Last minute work to reinforce the barricades behind the main gate at Dale Farm, Essex, was under way and three people will chain themselves to the gate by the neck at dawn.
Two cars and a former Russian military vehicle have been parked behind the gate. Piles of wood and bricks have been gathered at several key points.
An alarm will sound if bailiffs make a move during the night.
The number of supporters inside the site has fallen from more than 100 a month ago, when the council was first expected to begin the clearance, to less than 50 now.
A similar number of travellers remain in their homes.
A delegation of travellers who walked out of a meeting with council officials earlier in the day said they expected bailiffs to arrive after 8am tomorrow.
Dozens of bailiffs arrived at a compound neighbouring the site for last minute preparations. Two diggers and a crane were on standby.
At a nearby police compound, van loads of officers arrived throughout the day.
At the earlier meeting, the council said it had only intended to discuss health and safety, not to negotiate.
Campaigner Gratton Puxon said: "We raised health concerns about a number of residents, including one who needed medical attention last night.
"We also tried to discuss how elderly travellers will be able to access legal homes, which will stay, if roads and hard standings are destroyed. As things stand the council will not budge and can move in at any time and there is no hope of a resolution."
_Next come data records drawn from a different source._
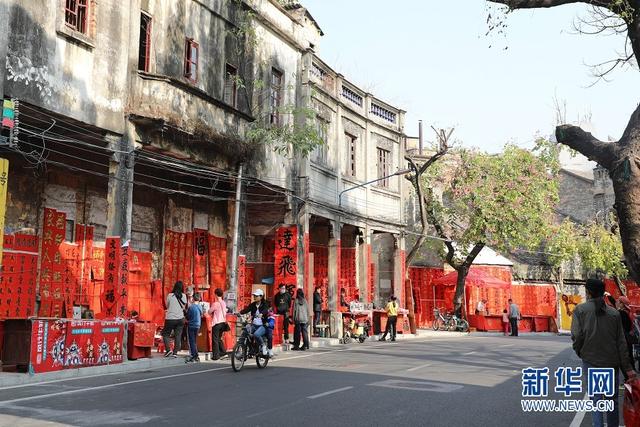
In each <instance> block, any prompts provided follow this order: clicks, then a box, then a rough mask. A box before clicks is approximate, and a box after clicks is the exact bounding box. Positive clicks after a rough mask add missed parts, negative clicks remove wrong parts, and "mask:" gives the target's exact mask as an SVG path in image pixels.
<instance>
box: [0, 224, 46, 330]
mask: <svg viewBox="0 0 640 427" xmlns="http://www.w3.org/2000/svg"><path fill="white" fill-rule="evenodd" d="M3 250H4V257H3V260H2V271H0V318H5V319H6V318H13V319H24V318H27V317H29V316H31V315H32V313H33V308H34V306H35V291H36V275H37V271H38V237H37V236H31V235H26V234H16V235H5V236H4V245H3Z"/></svg>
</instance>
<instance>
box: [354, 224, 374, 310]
mask: <svg viewBox="0 0 640 427" xmlns="http://www.w3.org/2000/svg"><path fill="white" fill-rule="evenodd" d="M360 232H361V233H362V235H358V237H357V238H356V239H357V241H356V245H357V247H358V249H357V251H356V252H357V266H356V268H357V271H358V276H357V280H358V289H360V297H361V299H362V302H364V303H368V302H369V301H370V300H371V301H373V295H371V296H370V295H369V280H370V279H369V263H370V262H371V260H370V259H369V256H370V254H371V235H370V231H369V227H365V228H360Z"/></svg>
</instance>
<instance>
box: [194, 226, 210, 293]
mask: <svg viewBox="0 0 640 427" xmlns="http://www.w3.org/2000/svg"><path fill="white" fill-rule="evenodd" d="M208 256H209V239H208V238H207V230H201V229H197V228H196V229H194V230H193V283H194V285H196V286H197V287H198V288H202V287H203V286H204V287H208V283H207V258H208Z"/></svg>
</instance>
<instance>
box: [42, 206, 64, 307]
mask: <svg viewBox="0 0 640 427" xmlns="http://www.w3.org/2000/svg"><path fill="white" fill-rule="evenodd" d="M66 221H67V217H66V214H65V213H63V212H57V211H56V210H55V209H49V208H45V210H44V224H43V231H42V249H41V254H40V256H41V258H42V260H41V264H40V286H39V290H40V295H41V304H40V311H39V312H38V315H39V316H42V317H60V316H61V315H62V306H63V286H64V281H63V276H62V275H63V273H64V271H65V264H64V263H63V260H62V255H61V253H60V245H61V244H62V242H63V241H64V236H65V226H66Z"/></svg>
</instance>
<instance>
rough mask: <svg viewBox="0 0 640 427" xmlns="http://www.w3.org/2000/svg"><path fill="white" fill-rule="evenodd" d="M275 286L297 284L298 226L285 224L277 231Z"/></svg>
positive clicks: (275, 257) (276, 234)
mask: <svg viewBox="0 0 640 427" xmlns="http://www.w3.org/2000/svg"><path fill="white" fill-rule="evenodd" d="M274 277H275V281H274V284H275V287H276V288H278V287H279V286H280V285H286V286H291V285H293V286H296V285H297V281H298V227H297V226H295V225H290V226H284V227H280V228H278V230H277V231H276V253H275V264H274Z"/></svg>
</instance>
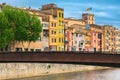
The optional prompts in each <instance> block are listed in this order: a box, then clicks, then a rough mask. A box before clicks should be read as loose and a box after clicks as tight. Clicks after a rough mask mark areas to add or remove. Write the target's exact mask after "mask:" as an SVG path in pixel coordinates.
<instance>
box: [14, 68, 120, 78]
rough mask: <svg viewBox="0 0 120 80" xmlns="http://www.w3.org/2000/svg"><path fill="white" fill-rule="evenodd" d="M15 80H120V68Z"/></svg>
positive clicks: (67, 73)
mask: <svg viewBox="0 0 120 80" xmlns="http://www.w3.org/2000/svg"><path fill="white" fill-rule="evenodd" d="M14 80H120V68H111V69H107V70H95V71H84V72H75V73H66V74H57V75H49V76H41V77H32V78H22V79H14Z"/></svg>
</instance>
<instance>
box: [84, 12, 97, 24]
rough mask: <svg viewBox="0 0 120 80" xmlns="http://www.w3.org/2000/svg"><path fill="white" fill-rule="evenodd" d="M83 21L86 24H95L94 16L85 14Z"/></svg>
mask: <svg viewBox="0 0 120 80" xmlns="http://www.w3.org/2000/svg"><path fill="white" fill-rule="evenodd" d="M82 19H83V20H84V21H85V22H86V24H95V19H94V14H89V13H83V14H82Z"/></svg>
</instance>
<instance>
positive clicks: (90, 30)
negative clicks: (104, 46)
mask: <svg viewBox="0 0 120 80" xmlns="http://www.w3.org/2000/svg"><path fill="white" fill-rule="evenodd" d="M90 31H91V51H104V45H103V41H104V39H103V31H102V26H100V25H95V24H91V25H90Z"/></svg>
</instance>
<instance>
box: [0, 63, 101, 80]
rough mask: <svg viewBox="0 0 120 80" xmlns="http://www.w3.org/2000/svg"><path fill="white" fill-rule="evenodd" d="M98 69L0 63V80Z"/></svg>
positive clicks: (92, 68) (77, 66)
mask: <svg viewBox="0 0 120 80" xmlns="http://www.w3.org/2000/svg"><path fill="white" fill-rule="evenodd" d="M100 68H102V67H95V66H85V65H72V64H47V63H0V80H4V79H12V78H22V77H32V76H40V75H49V74H57V73H66V72H74V71H85V70H95V69H100Z"/></svg>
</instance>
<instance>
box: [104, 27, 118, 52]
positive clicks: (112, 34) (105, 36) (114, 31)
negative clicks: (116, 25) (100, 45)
mask: <svg viewBox="0 0 120 80" xmlns="http://www.w3.org/2000/svg"><path fill="white" fill-rule="evenodd" d="M117 30H118V29H117V28H115V27H113V26H110V25H104V26H103V33H104V50H105V51H107V52H116V51H117Z"/></svg>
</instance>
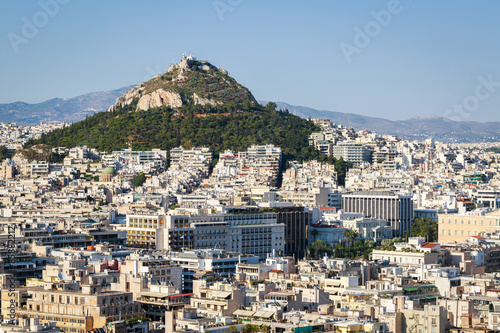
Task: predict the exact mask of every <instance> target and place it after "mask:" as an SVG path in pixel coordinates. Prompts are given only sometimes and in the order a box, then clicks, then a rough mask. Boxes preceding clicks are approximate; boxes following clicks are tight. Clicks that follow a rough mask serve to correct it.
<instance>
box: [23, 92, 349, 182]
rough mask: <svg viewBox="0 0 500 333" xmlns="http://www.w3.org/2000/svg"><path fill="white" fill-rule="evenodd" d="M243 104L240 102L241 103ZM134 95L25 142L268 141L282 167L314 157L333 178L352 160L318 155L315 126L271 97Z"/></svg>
mask: <svg viewBox="0 0 500 333" xmlns="http://www.w3.org/2000/svg"><path fill="white" fill-rule="evenodd" d="M244 104H245V105H244ZM136 105H137V100H135V101H134V102H133V103H131V104H130V105H127V106H124V107H117V108H116V109H115V110H114V111H112V112H101V113H97V114H95V115H93V116H91V117H88V118H87V119H85V120H82V121H80V122H78V123H75V124H73V125H71V126H69V127H65V128H62V129H58V130H55V131H53V132H51V133H48V134H46V135H43V136H42V137H41V138H40V139H38V140H36V141H30V142H28V144H27V145H26V146H27V147H29V146H30V145H33V144H40V143H43V144H46V145H48V146H51V147H60V146H65V147H74V146H78V145H87V146H89V147H92V148H97V149H99V150H101V151H107V152H111V151H113V150H119V149H123V148H126V147H128V143H129V142H130V141H135V142H138V143H137V144H134V149H135V150H148V149H152V148H160V149H165V150H170V149H172V148H175V147H178V146H181V145H182V146H184V147H185V148H191V147H193V146H210V147H211V148H212V149H213V150H214V153H215V154H216V155H217V154H218V153H219V152H222V151H224V150H226V149H232V150H234V151H242V150H245V149H247V148H248V147H249V146H251V145H255V144H274V145H276V146H279V147H281V148H282V149H283V160H284V162H285V163H283V165H282V167H283V168H284V167H286V162H287V161H291V160H297V161H300V162H302V161H308V160H312V159H317V160H319V161H321V162H325V163H330V164H335V167H336V170H337V173H338V178H339V183H340V184H341V185H343V184H344V179H345V174H346V172H347V170H348V169H349V168H350V167H351V166H352V163H349V162H345V161H344V160H342V159H339V160H336V159H335V158H332V157H326V156H323V155H321V154H320V153H319V152H318V151H317V150H315V149H314V148H313V147H312V146H309V142H308V138H309V135H310V134H311V133H312V132H313V131H317V130H318V128H317V127H316V126H315V125H314V124H313V123H312V122H311V121H308V120H306V119H302V118H300V117H297V116H294V115H292V114H290V113H289V112H288V111H287V110H280V111H277V110H275V108H276V104H275V103H272V102H270V103H268V104H267V105H266V107H262V106H260V105H257V104H250V103H242V104H235V103H233V102H228V103H225V104H223V105H216V106H210V105H204V106H201V105H192V104H190V105H184V106H182V107H180V108H178V109H176V110H173V109H171V108H167V107H162V108H155V109H151V110H148V111H137V112H136V111H135V108H136Z"/></svg>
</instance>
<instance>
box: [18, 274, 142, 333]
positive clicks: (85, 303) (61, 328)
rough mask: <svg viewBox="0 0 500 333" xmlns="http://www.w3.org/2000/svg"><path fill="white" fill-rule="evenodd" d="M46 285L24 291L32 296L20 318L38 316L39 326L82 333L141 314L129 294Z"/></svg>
mask: <svg viewBox="0 0 500 333" xmlns="http://www.w3.org/2000/svg"><path fill="white" fill-rule="evenodd" d="M78 286H79V285H78V284H75V283H69V284H64V283H57V284H55V283H46V284H45V285H44V287H43V288H40V287H32V288H27V290H26V292H27V293H29V294H30V295H31V296H32V297H31V298H30V299H28V300H27V302H26V306H24V307H23V308H22V309H18V310H17V313H18V314H19V315H26V316H30V317H35V316H36V317H38V318H39V319H40V322H41V323H42V324H45V323H50V322H55V323H56V327H58V328H60V329H61V330H62V331H64V332H74V333H85V332H86V331H88V330H92V329H95V328H102V327H104V326H105V325H106V324H108V323H110V322H113V321H117V320H120V319H129V318H133V317H136V316H138V315H141V314H142V310H141V307H140V305H139V303H137V302H135V301H134V300H133V299H132V293H126V292H117V291H110V290H106V289H102V288H100V287H99V286H94V285H82V287H81V290H78Z"/></svg>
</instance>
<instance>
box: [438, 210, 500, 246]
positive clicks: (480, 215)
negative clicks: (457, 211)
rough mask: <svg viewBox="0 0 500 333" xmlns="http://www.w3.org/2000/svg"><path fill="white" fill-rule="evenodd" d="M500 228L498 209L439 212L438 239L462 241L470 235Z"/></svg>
mask: <svg viewBox="0 0 500 333" xmlns="http://www.w3.org/2000/svg"><path fill="white" fill-rule="evenodd" d="M499 229H500V210H495V211H487V210H478V211H470V212H465V213H462V214H439V217H438V241H439V242H440V243H455V242H456V243H462V242H465V241H466V240H467V239H468V238H470V237H471V236H479V235H481V234H484V233H487V232H494V231H495V230H499Z"/></svg>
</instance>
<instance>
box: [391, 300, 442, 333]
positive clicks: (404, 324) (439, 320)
mask: <svg viewBox="0 0 500 333" xmlns="http://www.w3.org/2000/svg"><path fill="white" fill-rule="evenodd" d="M401 313H402V314H403V320H402V322H401V324H402V325H401V326H402V327H401V329H400V330H397V332H408V333H412V332H415V333H440V332H445V331H446V329H447V328H449V327H450V325H449V322H448V319H447V318H446V314H447V312H446V310H445V308H444V307H442V306H438V305H426V306H425V307H424V309H423V310H422V309H419V310H413V309H403V310H401Z"/></svg>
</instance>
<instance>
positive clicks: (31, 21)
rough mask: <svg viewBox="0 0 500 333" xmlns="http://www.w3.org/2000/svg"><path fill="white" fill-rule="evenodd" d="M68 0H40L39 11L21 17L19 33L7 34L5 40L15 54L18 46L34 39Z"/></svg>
mask: <svg viewBox="0 0 500 333" xmlns="http://www.w3.org/2000/svg"><path fill="white" fill-rule="evenodd" d="M69 1H70V0H40V1H38V6H39V7H40V10H38V11H36V12H35V13H34V14H33V15H32V16H31V17H26V16H23V17H22V18H21V23H22V25H21V31H20V33H15V32H9V33H8V34H7V39H8V40H9V42H10V45H11V46H12V49H13V50H14V52H15V53H19V46H21V45H22V44H24V45H25V44H28V43H29V41H30V40H32V39H33V38H35V37H36V36H37V35H38V33H39V32H40V29H42V28H43V27H45V26H46V25H47V24H48V23H49V22H50V20H51V19H52V18H54V17H55V16H56V15H57V14H58V13H59V9H60V7H61V5H66V4H68V3H69Z"/></svg>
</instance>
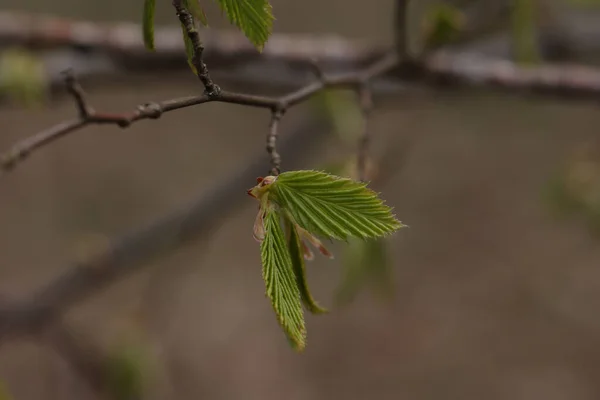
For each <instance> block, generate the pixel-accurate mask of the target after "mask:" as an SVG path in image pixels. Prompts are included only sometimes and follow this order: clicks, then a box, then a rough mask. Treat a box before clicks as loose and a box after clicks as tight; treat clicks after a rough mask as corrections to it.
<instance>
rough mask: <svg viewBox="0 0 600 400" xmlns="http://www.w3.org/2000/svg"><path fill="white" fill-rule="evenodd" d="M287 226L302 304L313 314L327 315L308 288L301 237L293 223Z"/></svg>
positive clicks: (305, 269)
mask: <svg viewBox="0 0 600 400" xmlns="http://www.w3.org/2000/svg"><path fill="white" fill-rule="evenodd" d="M286 225H287V231H288V242H289V249H290V256H291V258H292V266H293V268H294V274H295V275H296V281H297V282H298V288H299V289H300V295H301V297H302V302H303V303H304V306H305V307H306V308H307V309H308V311H310V312H311V313H313V314H325V313H327V310H326V309H325V308H323V307H321V306H320V305H319V304H318V303H317V302H316V301H315V299H314V298H313V297H312V294H311V293H310V290H309V288H308V281H307V280H306V267H305V265H304V256H305V251H303V250H302V246H303V244H302V241H301V239H300V236H299V235H298V231H297V230H296V228H295V226H294V224H293V223H292V222H291V221H286Z"/></svg>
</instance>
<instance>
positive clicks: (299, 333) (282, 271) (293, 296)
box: [260, 207, 306, 350]
mask: <svg viewBox="0 0 600 400" xmlns="http://www.w3.org/2000/svg"><path fill="white" fill-rule="evenodd" d="M279 220H280V217H279V213H278V212H276V211H275V209H273V208H272V207H270V208H268V209H267V210H266V213H265V217H264V226H265V237H264V240H263V241H262V242H261V246H260V253H261V259H262V265H263V270H262V273H263V279H264V281H265V285H266V294H267V296H268V297H269V299H270V300H271V304H272V305H273V309H274V310H275V314H277V320H278V321H279V324H280V325H281V327H282V328H283V330H284V331H285V333H286V335H287V337H288V339H289V340H290V343H291V344H292V345H293V346H294V348H296V350H302V349H304V346H305V338H306V328H305V325H304V312H303V311H302V302H301V298H300V291H299V289H298V284H297V282H296V276H295V274H294V269H293V266H292V260H291V257H290V253H289V251H288V248H287V246H286V243H285V238H284V235H283V231H282V229H281V225H280V221H279Z"/></svg>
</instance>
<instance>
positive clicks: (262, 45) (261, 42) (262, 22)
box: [218, 0, 274, 51]
mask: <svg viewBox="0 0 600 400" xmlns="http://www.w3.org/2000/svg"><path fill="white" fill-rule="evenodd" d="M218 3H219V5H220V6H221V9H222V10H223V11H224V12H225V13H226V14H227V16H228V17H229V21H230V22H231V23H232V24H235V25H236V26H237V27H238V28H240V29H241V30H242V32H243V33H244V35H246V37H247V38H248V39H249V40H250V42H252V44H254V46H255V47H256V48H257V49H258V50H259V51H262V48H263V47H264V45H265V43H266V42H267V40H268V39H269V36H270V35H271V30H272V29H273V20H274V17H273V13H272V9H271V5H270V4H269V1H268V0H218Z"/></svg>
Tony Ball, leader of Basildon Council, said: "We now believe that those who want to leave peacefully have already done so and those who are left have made it clear that they have no intention of co-operating with the council.
"Resistance and violence as some are now suggesting will be in nobody's interest - especially not the travellers or their families. We now must get on with the difficult job of clearing Dale Farm in as safe and dignified a manner as possible - and that is what we will now do."
The clearance of 54 unauthorised plots, home to about 80 families, follows a decade-long row over the development of the green belt site.
Last week the travellers lost a High Court bid to stop the eviction and on Monday they were refused the chance to appeal against the ruling.